On April 8, 2015, in Golden v. California Emergency Physicians Medical Group, the Ninth Circuit Court of Appeals broadly interpreted California’s statutory provisions regarding restrictive covenants in the context of reviewing a common clause included by employers in settlement agreements. Though the Court declined to decide the ultimate issue – the validity of “no reemployment” clauses – the Court’s broad reading of California’s restrictive covenant statute is alarming.
After he was let go from his employment with California Emergency Physicians Medical Group (“CEPMG”), Dr. Robert Golden (“Golden”) filed a lawsuit in state court alleging a number of statutory wrongful termination claims. After CEPMG removed the case, the parties reached an oral settlement agreement. Later on, CEPMG memorialized the oral agreement into a written settlement agreement, which contained a provision that precluded Golden from returning to work at CEPMG –i.e., a “no reemployment” clause. Specifically, the no reemployment clause at issue provided, in relevant part, that Golden waived all rights to employment with CEPMG or at any facility that CEPMG may own or with which it may contract in the future. The no reemployment clause further provided that if CEPMG contracted to provide services to, or acquires rights in, a facility that is an emergency room at which Golden was employed, the company had the right to terminate Golden, without incurring any liability.
Golden refused to sign the written settlement agreement and CEPMG moved to enforce it. Ultimately, a District Court ordered Golden to sign the settlement agreement, finding that it did not run afoul California law because it was not a non-compete agreement. Golden appealed.
Before the Ninth Circuit, Golden argued that the no reemployment provision in the settlement agreement violated California Business and Professions Code section 16600 (“Section 16600”), which contains California’s statutory restrictions on restrictive covenants. CEPMG argued that because the no reemployment provision was not a non-compete agreement – i.e., it did not preclude Golden from working for one of CEPMG’s competitors – it was not unlawful.
The majority of the three-judge panel held that the District Court’s interpretation of Section 16600 was incorrect. The Court noted that the California Supreme Court had not specifically addressed whether Section 16600 applied only to “typical so-called ‘non-compete covenants.’” However, it noted that the language of Section 16600 was extremely broad – making unlawful “every contract by which anyone is restricted from engaging in a lawful profession, trade, or business of any kind.” Examining the few exceptions that the California Legislature had carved out to Section 16600, the Court found that the context of the statute suggested that California had intended it to apply more broadly because of the particularity of the exceptions. The Ninth Circuit, thus, held that “the crux of the inquiry under [S]ection 16600 is not whether the contract constituted a covenant not to compete, but rather whether it imposes ‘a restraint of a substantial character’ regardless of ‘the form in which it is cast.’” Although the Court declined to determine, for itself, the exact boundaries of Section 16600, it remanded the case to the District Court for it to determine the validity of the agreement using a broader interpretation of Section 16600.
Infamously, California has some of the toughest limitations on restrictive covenants in the nation.

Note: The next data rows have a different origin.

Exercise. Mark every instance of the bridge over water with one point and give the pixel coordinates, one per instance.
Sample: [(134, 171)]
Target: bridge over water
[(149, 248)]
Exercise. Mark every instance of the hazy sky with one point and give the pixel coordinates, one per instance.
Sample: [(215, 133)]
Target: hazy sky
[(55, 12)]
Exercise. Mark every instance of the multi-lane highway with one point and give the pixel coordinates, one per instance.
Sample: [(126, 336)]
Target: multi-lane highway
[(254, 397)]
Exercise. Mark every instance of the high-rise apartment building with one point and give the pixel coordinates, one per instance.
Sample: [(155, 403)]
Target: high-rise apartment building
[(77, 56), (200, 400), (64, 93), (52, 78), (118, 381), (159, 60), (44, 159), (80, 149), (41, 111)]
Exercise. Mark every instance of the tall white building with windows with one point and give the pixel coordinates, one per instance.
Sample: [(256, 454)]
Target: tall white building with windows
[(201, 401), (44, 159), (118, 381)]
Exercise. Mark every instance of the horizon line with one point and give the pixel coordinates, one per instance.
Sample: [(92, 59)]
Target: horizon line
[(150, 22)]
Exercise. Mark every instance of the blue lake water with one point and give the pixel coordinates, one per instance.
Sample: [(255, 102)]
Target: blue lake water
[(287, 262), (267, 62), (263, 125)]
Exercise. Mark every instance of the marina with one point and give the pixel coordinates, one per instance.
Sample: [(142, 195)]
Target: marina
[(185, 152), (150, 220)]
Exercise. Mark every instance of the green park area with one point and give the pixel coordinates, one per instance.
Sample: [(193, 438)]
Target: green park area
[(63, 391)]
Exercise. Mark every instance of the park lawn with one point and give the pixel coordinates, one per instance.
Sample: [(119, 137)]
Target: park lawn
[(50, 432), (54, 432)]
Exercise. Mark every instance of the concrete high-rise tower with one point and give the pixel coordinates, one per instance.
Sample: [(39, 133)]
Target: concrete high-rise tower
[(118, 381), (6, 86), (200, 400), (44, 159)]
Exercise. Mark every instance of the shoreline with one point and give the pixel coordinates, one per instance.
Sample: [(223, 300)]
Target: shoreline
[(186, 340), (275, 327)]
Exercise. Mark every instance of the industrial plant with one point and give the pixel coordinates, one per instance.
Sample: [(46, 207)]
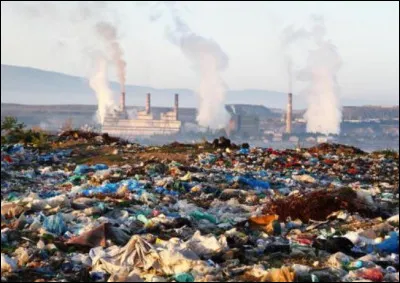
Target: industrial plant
[(146, 123), (244, 120)]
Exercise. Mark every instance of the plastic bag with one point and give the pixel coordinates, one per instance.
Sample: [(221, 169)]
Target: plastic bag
[(55, 224), (200, 215), (7, 264)]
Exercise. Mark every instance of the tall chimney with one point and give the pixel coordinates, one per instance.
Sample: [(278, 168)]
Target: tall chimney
[(123, 101), (289, 114), (148, 103), (176, 106)]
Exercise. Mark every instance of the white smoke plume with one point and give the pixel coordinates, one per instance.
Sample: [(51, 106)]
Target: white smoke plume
[(209, 60), (99, 83), (108, 33), (85, 19), (323, 113)]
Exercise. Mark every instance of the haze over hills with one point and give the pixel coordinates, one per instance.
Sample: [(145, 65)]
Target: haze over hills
[(25, 85)]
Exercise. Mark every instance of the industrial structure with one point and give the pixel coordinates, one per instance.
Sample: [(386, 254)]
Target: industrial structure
[(145, 124), (245, 120)]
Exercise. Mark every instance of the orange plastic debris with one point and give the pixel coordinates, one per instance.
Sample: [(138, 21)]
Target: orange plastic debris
[(264, 219), (285, 274)]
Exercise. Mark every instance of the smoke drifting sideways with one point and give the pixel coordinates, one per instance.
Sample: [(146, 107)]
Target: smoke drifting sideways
[(99, 83), (324, 113), (209, 60), (86, 18), (108, 33)]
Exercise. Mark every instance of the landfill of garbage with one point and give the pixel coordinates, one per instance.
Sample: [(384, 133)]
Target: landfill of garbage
[(95, 208)]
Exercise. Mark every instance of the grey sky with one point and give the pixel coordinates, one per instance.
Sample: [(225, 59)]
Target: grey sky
[(365, 33)]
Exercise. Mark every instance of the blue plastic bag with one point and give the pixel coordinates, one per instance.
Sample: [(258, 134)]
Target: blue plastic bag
[(244, 151), (254, 183), (81, 169), (390, 246), (55, 224)]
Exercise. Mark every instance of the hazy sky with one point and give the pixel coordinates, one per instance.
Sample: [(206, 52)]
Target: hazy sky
[(366, 35)]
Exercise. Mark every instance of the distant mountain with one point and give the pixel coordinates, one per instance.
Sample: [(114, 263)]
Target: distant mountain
[(26, 85)]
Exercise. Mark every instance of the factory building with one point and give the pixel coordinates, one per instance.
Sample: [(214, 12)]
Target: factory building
[(145, 124)]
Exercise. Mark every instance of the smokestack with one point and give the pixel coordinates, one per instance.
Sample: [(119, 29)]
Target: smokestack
[(176, 106), (123, 101), (289, 114), (148, 103)]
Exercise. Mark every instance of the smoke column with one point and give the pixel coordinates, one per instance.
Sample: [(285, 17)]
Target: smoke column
[(323, 113), (109, 35), (209, 61), (99, 83)]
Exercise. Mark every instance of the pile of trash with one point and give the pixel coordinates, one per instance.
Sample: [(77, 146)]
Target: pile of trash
[(225, 212)]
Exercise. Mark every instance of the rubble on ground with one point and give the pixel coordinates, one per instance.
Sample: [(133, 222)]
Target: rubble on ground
[(96, 208)]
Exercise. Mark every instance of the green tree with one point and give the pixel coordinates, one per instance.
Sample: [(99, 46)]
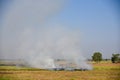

Yet, employers have routinely included the type of provision at issue in Golden in employment settlement agreements, without concern.
It is unclear how Golden will be interpreted over time, particularly what restrictions courts may determine to be “of a substantial character.” Notably, the potential restraint on Golden as a result of the agreement was arguably more expansive than is typically the case, given CEPMG’s large market share and the potential for the immediate termination of Golden’s employment if CEPMG expanded. Nonetheless, Golden is a clear declaration that Section 16600 is not limited solely to traditional non-compete agreements.
Golden follows other recent decisions, enforcement actions and agency opinions which collectively have challenged the assumption that various common settlement and separation provisions are valid and enforceable. For example, as noted here,the EEOC has been challenging the validity of cooperation, non-disparagement, non-disclosure, and release provisions in separation agreements, arguing that they interfered with employees’ rights to file administrative charges and participate in EEOC investigations. Similarly, as noted here, the SEC recently for the first time used its enforcement powers under Rule 21F-17 of the Whistleblower provisions of the Dodd-Frank Act to impose a civil penalty on an employer for using a confidentiality agreement during internal investigations which, in the SEC’s opinion, restricted an employee’s ability to report potential securities violations. Finally, as discussed here, the NLRB has recently opined that handbook confidentiality provisions intended to protect confidential information and trade secrets may have the effect of unlawfully inhibiting employees from engaging in protected activities under the NLRA, such as discussing wages, criticizing management, publicly communicating about working conditions and discussing unionization.
These developments collectively challenge many of the benefits and protections afforded to employers by resolving disputes or potential disputes through separation, severance, release and settlement agreements. Employers should thus reevaluate the provisions they have traditionally used, to ultimately determine whether utilizing such agreements is indeed an effective deterrent against future potential disputes, or worth the potential litigation that may result from using language that is unlawful under Section 16600.